Spécialisée dans l'insertion professionnelle des jeunes, mais lâchée par l'Etat, l'AFIJ disparaît à Grenoble et partout en France. Ironie du sort, la nouvelle tombe au moment même où François Hollande invite les dirigeants européens à lutter contre le chômage des jeunes.
L'AFIJ est l'Association nationale pour Faciliter l'Insertion professionnelle des Jeunes. Elle avait été créée en 1994, à la suite du mouvement contre le CIP Balladur, par les mutuelles et les organisations étudiantes. Depuis 19 ans, l'AFIJ revendique avoir accompagné vers l'emploi plus de 800.000 jeunes issus de l'enseignement supérieur, diplômés ou non. Des jeunes "exposés aux discriminations à l'embauche, des jeunes en échec universitaire, des jeunes en grande difficulté sociale." Selon l'AFIJ, 90.000 jeunes sortent de l'enseignement supérieur sans diplôme chaque année en France. Soit 19% du total.
La fin est proche
L'AFIJ met un terme à ses activités "faute de soutien de l'Etat pour les années à venir". Selon son Président, Clément Boudin, l'Etat a refusé de rallonger le budget pour 2013 et n'a donné aucune garantie pour les années suivantes. Le budget s'élevait à 7 millions d'euros en 2010, mais à seulement 3 millions cette année. L'AFIJ annonce "un choix dicté par l'attitude du gouvernement". Elle connaîtrait des difficultés financières depuis décembre 2012, "suite à des baisses successives de subventions de la part de l'Etat et des retards de versements."
Le local paie pour le national
"Nous, on est en équilibre, mais on subit le déséquilibre national", regrette Nathalie Grimaldi, chargée de mission à l'antenne grenobloise de l'AFIJ. En Isère et dans les Savoies, 5 salariés à Grenoble, 1 à Bourgoin et 1 à Chambéry soutiennent 2600 jeunes au total chaque année. Rien qu'en Isère, en 2012, l'AFIJ a accompagné 300 jeunes individuellement. L'antenne Alpes revendique un budget à l'équilibre grâce aux collectivités locales. La fermeture de la structure nationale va laisser ici de nombreux jeunes dans l'embarras et les missions locales débordées.
Reportage de Florine Ebbah et Grégory Lespinasse.
Le rapport qui a signé la fin
En 2012, le Premier Ministre a demandé à l'Inspection Générale des Finances, des Affaires Sociales et de l'Education Nationale de dresser un état des lieux de la situation financière de l'AFIJ "dans un contexte de trésorerie très tendu". Pour les inspecteurs, "les difficultés actuelles traduisent une crise structurelle de son modèle de financement. Cette crise met en exergue une gestion interne insatisfaisante".

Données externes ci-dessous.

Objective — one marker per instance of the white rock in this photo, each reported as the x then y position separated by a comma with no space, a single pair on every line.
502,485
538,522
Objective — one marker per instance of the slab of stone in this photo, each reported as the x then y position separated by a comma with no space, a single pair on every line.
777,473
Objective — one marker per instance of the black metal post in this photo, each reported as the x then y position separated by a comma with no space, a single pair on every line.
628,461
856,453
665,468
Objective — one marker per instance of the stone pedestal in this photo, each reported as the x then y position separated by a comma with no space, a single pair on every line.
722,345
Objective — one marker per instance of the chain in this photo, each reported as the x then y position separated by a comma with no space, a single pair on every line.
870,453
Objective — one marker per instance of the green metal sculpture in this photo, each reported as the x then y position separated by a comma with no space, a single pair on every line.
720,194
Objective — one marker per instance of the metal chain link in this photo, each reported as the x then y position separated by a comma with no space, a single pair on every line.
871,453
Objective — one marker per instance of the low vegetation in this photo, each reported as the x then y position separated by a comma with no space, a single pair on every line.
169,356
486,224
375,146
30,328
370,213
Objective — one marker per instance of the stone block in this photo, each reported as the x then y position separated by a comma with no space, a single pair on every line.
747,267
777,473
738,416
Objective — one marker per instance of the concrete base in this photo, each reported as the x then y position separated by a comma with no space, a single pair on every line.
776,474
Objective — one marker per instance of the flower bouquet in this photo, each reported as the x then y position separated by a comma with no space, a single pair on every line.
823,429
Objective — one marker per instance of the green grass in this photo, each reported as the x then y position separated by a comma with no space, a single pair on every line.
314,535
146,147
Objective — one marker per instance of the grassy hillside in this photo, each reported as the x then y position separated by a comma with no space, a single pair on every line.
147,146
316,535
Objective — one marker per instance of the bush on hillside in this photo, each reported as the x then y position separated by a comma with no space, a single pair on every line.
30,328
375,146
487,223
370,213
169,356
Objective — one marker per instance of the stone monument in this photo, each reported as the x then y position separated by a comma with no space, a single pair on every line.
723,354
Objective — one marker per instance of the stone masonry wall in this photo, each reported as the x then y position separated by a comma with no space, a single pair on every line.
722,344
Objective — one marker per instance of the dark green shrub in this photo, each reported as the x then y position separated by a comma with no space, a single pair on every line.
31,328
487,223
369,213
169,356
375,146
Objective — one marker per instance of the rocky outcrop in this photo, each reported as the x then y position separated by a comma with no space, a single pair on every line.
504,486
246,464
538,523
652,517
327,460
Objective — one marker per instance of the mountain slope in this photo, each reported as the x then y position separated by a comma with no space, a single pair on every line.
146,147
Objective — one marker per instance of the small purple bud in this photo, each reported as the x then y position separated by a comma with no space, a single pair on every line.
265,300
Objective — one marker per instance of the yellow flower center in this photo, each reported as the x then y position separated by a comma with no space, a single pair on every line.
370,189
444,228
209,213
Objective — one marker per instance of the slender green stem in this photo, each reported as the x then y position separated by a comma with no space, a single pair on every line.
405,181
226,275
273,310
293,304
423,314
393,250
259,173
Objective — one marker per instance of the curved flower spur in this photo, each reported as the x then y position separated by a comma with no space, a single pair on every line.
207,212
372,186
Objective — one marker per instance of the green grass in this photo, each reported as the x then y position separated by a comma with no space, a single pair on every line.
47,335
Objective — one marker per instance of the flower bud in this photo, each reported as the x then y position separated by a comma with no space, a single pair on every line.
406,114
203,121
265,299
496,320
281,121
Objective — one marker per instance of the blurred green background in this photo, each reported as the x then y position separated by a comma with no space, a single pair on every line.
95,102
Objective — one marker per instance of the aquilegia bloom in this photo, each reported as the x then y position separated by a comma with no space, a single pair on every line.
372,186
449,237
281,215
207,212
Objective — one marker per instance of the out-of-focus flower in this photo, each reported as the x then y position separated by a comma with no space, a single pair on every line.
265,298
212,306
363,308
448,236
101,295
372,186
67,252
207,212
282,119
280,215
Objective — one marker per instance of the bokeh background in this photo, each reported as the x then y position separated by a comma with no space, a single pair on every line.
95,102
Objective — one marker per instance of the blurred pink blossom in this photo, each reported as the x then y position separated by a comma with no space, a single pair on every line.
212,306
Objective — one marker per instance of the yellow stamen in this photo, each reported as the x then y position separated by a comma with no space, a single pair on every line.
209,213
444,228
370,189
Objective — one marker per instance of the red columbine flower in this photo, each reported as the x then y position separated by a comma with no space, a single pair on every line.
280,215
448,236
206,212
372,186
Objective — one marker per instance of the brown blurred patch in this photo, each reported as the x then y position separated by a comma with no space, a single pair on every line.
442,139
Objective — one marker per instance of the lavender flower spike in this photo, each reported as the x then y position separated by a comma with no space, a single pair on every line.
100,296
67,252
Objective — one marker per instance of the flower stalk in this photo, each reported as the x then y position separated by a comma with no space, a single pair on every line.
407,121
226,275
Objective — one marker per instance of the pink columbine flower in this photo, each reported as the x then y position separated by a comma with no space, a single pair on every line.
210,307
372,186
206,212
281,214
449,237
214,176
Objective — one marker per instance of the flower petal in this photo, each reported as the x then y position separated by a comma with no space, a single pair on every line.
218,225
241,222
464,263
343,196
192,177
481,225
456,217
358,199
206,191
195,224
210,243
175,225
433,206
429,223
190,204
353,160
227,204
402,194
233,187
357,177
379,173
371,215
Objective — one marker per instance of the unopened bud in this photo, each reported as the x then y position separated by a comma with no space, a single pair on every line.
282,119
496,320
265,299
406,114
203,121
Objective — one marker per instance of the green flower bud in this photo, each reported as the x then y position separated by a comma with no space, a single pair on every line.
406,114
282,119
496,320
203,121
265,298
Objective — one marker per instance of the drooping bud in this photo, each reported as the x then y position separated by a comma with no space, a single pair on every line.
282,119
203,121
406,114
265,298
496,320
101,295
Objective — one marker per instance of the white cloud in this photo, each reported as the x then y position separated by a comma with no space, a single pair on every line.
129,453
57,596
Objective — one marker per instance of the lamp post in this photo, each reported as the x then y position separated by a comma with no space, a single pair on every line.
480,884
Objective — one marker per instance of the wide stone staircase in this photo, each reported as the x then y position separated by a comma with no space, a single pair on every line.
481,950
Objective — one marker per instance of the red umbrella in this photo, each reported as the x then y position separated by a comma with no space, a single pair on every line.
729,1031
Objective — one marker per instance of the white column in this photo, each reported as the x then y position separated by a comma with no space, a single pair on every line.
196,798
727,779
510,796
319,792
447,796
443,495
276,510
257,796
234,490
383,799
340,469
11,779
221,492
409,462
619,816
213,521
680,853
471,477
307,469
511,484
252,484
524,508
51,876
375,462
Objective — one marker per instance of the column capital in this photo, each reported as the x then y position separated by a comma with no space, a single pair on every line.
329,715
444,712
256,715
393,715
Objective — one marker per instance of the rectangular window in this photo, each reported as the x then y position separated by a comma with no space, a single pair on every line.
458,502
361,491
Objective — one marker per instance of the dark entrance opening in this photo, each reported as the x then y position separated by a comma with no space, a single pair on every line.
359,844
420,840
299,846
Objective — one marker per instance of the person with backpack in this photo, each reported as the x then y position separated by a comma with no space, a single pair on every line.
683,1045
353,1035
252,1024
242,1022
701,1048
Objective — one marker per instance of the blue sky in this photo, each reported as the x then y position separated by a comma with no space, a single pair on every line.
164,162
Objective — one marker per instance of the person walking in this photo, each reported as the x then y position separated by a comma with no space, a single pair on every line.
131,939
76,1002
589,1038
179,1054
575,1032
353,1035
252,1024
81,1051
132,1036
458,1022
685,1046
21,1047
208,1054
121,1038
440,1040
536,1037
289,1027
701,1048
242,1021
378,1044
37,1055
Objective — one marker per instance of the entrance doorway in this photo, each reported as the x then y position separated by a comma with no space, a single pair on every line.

Ce rapport, à charge, affirme que l'AFIJ a été "progressivement marginalisée par la prise en charge de plus en plus fréquente par les Mission Locales, l'implication beaucoup plus forte de l'APEC, la montée en puissance des bureaux d'aide des Universités."
Le diagnostic est très clair : "l'AFIJ n'a pas réussi, ni souhaité diversifier ses modes de financement au delà des administrations. Elle a donc été frappée de plein fouet par la baisse des financements publics".
L'AFIJ aurait-elle dû recourir au privé, quitte à perdre son indépendance?! C'est la question que pose l'association en retour. Et d'ailleurs, les rapporteurs ont estimé à ce sujet que l'AFIJ, "pour ses financements locaux, est en concurrence avec de nombreuses associations locales plus dynamiques et moins coûteuses pour les pouvoirs publics du fait de leur recours complémentaire à des financements privés."
Pourtant, à Grenoble, l'AFIJ affirme sauvegarder l'équilibre rien qu'avec les subventions publiques des collectivités locales.
Quoi qu'il en soit, l'AFIJ disparaît au moment même où la France invite toute l'Europe à lutter contre le chômage des jeunes. Contradiction ou paradoxe?
L'AFIJ dénonce l'absence de dialogue avec l'Etat. Quel avenir pour ses 80 salariés en France? Ils pourraient être orientés vers les structures locales d'insertion comme conseillers.